Refresh: Begin with prayer. Ask for the Holy Spirit to open your heart to new understanding and for God’s character to be revealed.
Read: Luke 12:13-21 in the English Standard Version (ESV). Note 1–3 insights or questions.
Reflect: In this story from the Gospel of Luke, Jesus has an encounter with a family plagued by inheritance problems. Someone yells from the crowd, "Sir, please tell my brother to divide my father's estate with me!" Now, we are not given the details behind this family controversy. It is possible that the father had died without leaving a will. Or maybe one of the brothers was trying to cheat the other, as in the story of Jacob and Esau. However, we do know that the man's request was not totally out of line. Jewish rabbis were often called on to serve as judges and to settle disputes. But obviously this man does not want to learn from Jesus; he only wants Jesus to do something for him. Jesus takes advantage of the opportunity to teach the crowd about what it means to be successful in life. He replies, "Man, who made me a judge over you to decide such things as that? Beware! Don't always be wishing for what you don't have. For real life and real living are not related to how rich we are."
I love that response. Jesus does something more important than helping this family sort out a will. He exposes the man’s potential real motivation. As is so often the case when families gather for the reading of a will, the issue is not justice or fairness but greed. And the shame is that families and friendships can often be permanently torn apart by greed.
Some translations of this passage use the word “covetousness” instead of “greed." Covetousness implies a desire for someone else’s wealth. Covetousness has also been defined as "wanting more of what you already have enough of." Most of us would not call ourselves greedy, but is it possible that we often want more of what we already have enough of? Maybe Jesus is trying to call to our attention to the fact that sometimes our desire for our “fair share” is not motivated by the right reasons. And having more is certainly not a guarantee of real happiness.
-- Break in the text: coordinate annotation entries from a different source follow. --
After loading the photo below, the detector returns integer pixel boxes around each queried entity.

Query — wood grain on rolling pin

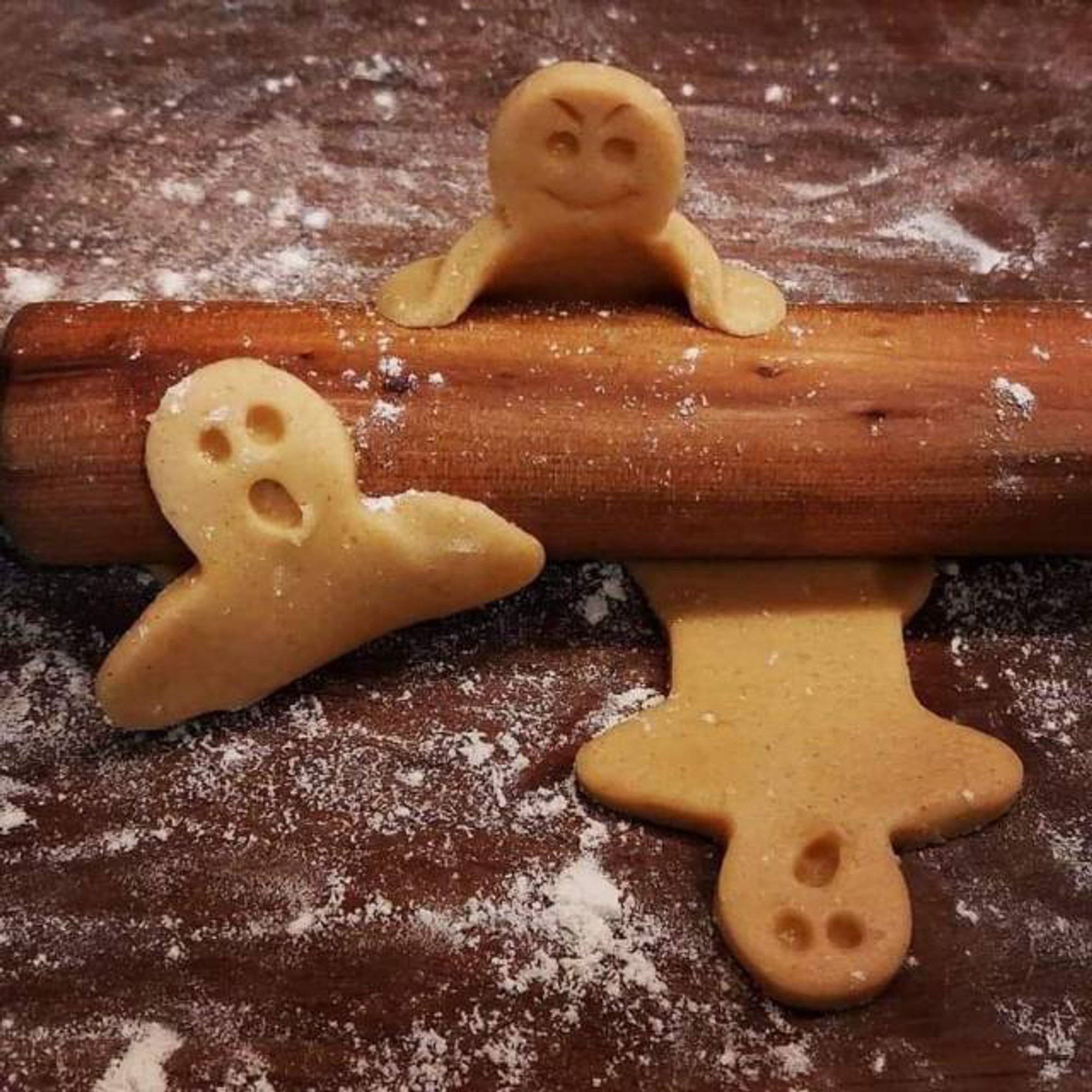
[0,304,1092,563]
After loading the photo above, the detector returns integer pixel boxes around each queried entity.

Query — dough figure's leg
[577,560,1021,1009]
[376,216,509,328]
[654,213,785,337]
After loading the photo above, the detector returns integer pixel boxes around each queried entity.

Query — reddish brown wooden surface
[0,304,1092,565]
[0,0,1092,1092]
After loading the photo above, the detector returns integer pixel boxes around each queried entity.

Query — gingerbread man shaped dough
[378,62,785,336]
[577,561,1022,1009]
[97,359,544,728]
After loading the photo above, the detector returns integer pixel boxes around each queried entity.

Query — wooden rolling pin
[0,302,1092,565]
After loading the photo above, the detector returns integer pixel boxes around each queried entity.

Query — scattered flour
[3,265,61,308]
[880,209,1009,273]
[990,376,1036,419]
[92,1023,182,1092]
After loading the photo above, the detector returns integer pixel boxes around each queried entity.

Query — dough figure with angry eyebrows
[378,62,785,336]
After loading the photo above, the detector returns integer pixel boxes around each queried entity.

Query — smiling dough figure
[378,62,785,336]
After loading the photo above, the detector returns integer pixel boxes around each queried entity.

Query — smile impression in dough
[378,62,785,336]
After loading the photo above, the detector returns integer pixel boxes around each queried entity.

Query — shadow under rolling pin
[0,302,1092,565]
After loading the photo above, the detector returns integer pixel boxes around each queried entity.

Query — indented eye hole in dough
[793,831,842,887]
[247,405,284,443]
[249,478,304,530]
[198,428,232,463]
[546,129,580,159]
[773,910,811,952]
[603,136,637,163]
[827,911,865,948]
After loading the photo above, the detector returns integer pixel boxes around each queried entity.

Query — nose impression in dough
[97,359,544,728]
[378,62,785,336]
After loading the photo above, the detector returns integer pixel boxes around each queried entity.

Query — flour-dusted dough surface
[577,561,1022,1009]
[378,62,785,335]
[97,359,544,728]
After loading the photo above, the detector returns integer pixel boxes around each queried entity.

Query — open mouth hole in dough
[249,478,304,530]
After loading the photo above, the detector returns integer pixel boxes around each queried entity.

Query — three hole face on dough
[773,830,865,952]
[198,402,305,534]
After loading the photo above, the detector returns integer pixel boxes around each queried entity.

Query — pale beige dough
[378,62,785,335]
[577,561,1022,1009]
[97,359,544,728]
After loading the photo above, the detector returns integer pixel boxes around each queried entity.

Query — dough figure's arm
[654,212,785,337]
[376,215,510,328]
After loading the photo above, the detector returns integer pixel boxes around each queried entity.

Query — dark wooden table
[0,0,1092,1092]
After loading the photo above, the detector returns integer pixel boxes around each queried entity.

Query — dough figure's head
[489,62,685,236]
What our hearts desire is real joy, something only Jesus can give us.
Recalibrate: Have you ever found yourself wanting more of what you already have enough of? What are some ways we can rely on Jesus more, and covet the things of the world less?
Respond: Pray that Jesus will be enough for all our needs and wants.
Research: Read Exodus 20:17 and consider why it was important for God’s people to not covet.
Remember: “Be careful and guard against all kinds of greed. A man’s life is not measured by the many things he owns.” —Luke 12:15 (ICB)
Sam Leonor loves his work as chaplain to the students and faculty of La Sierra University. His ministry is marked by a call to radical faith in Jesus. He loves finding ways to engage culture deeply for the sake of the Gospel. He has devoted his ministry to helping young adults bloom into a faith that is growing, mission oriented, and full of love.
While you hold your little one think about all the important things that you want to give them that you cannot buy, even if you had all the money in the world. Write them in words your child will understand.
Read the parable of the rich fool in Luke 12:13-21. Why do you think Jesus told this story? Is there anything wrong with having too much stuff?
This story opens with a man telling Jesus to have his brother divide an inheritance with him. Have you ever found yourself telling Jesus what to do, rather than asking Him to do what He thinks is best? I know I have. Today, whatever you are going through, give it to Jesus and allow His will to be done.